Protected Areas Policy and Legislation Being Finalised

Photo: Donald De La Haye Minister without Portfolio in the Ministry of Economic Growth and Job Creation, Hon. Daryl Vaz.

Story Highlights

  • The Government is finalising a Protected Areas Policy and overarching legislation for the management of protected areas as it ramps up efforts to preserve the country’s natural resources.
  • The disclosure was made by Minister without Portfolio in the Ministry, Hon. Daryl Vaz, in a speech read by Senior Advisor, Locksley Smith, during a ceremony held at The Knutsford Court Hotel in St. Andrew on February 24, to celebrate the 24th anniversary of the Blue and John Crow Mountains as a national park.
  • The Minister commended the team at the Jamaica Conservation and Development Trust (JCDT) that is responsible for the management of the Blue and John Crow Mountains National Park, “for the sterling service they have given to preserving and conserving the national park and to raising awareness both here and abroad, about this important national treasure”.

The Government is finalising a Protected Areas Policy and overarching legislation for the management of protected areas as it ramps up efforts to preserve the country’s natural resources.

This is being undertaken by the Ministry of Economic Growth and Job Creation, in partnership with the National Environment and Planning Agency (NEPA).

The disclosure was made by Minister without Portfolio in the Ministry, Hon. Daryl Vaz, in a speech read by Senior Advisor, Locksley Smith, during a ceremony held at The Knutsford Court Hotel in St. Andrew on February 24, to celebrate the 24th anniversary of the Blue and John Crow Mountains as a national park.

Mr. Vaz noted that safeguarding the country’s natural resources, particularly protected areas, remains a top priority of the Government.

Jamaica’s policy framework for the national system of protected areas defines a protected area as land or water that is managed for the protection and maintenance of its ecological systems, biodiversity and/or specific natural, cultural or aesthetic resources.

Minister Vaz informed that the Protected Areas System Master Plan, which will provide a structured framework within which protected areas will be managed, was approved by Cabinet and tabled in Parliament in February 2016.

The Master Plan will address public awareness, legislation, culture and heritage, institutional arrangements, financial sustainability, and biodiversity conservation. It will be implemented by the key agencies mandated for protected areas, including the Forestry Department and NEPA.
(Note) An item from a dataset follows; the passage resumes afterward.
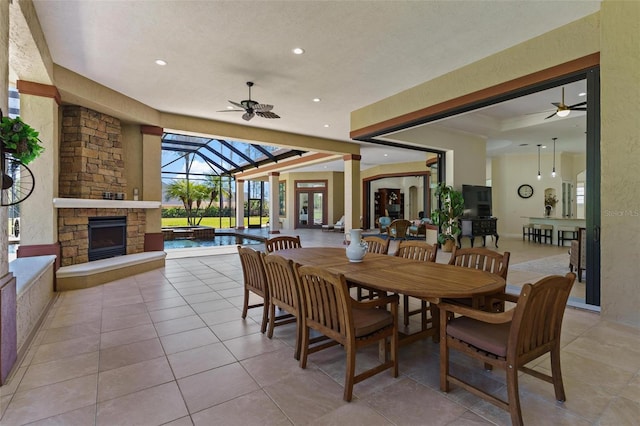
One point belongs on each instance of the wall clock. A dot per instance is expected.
(525, 191)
“At the sector level, we have just completed the draft of the National Forest Management and Conservation Plan (2016-2026), which is currently being discussed with the public across Jamaica,” Mr. Vaz noted further.

In addition to the Blue and John Crow Mountains National Park, Jamaica has three marine parks and more than 200 protected areas, which include forest reserves and fish sanctuaries.

The Minister commended the team at the Jamaica Conservation and Development Trust (JCDT) that is responsible for the management of the Blue and John Crow Mountains National Park, “for the sterling service they have given to preserving and conserving the national park and to raising awareness both here and abroad, about this important national treasure”.

Covering an area of 101,313 acres in Eastern Jamaica, the Blue and John Crow Mountains was designated as a national park on February 26, 1993.

The area is one of the richest natural sites in the Americas and is home to several unique wonders such as the six-inch Giant Swallowtail Butterfly, which is the largest butterfly in the western hemisphere.

The Blue and John Crow Mountains sustain more than 200 species of endemic and migratory birds and more than 1,000 flowering plants. High rainfall in the national park feeds 10 major watersheds – supplying 40 per cent of Jamaica’s fresh water.

The area was inscribed to the United Nations Educational, Scientific and Cultural Organization’s (UNESCO) Prestigious World Heritage List in 2015, and is the first such mixed (cultural and natural) site for the Caribbean.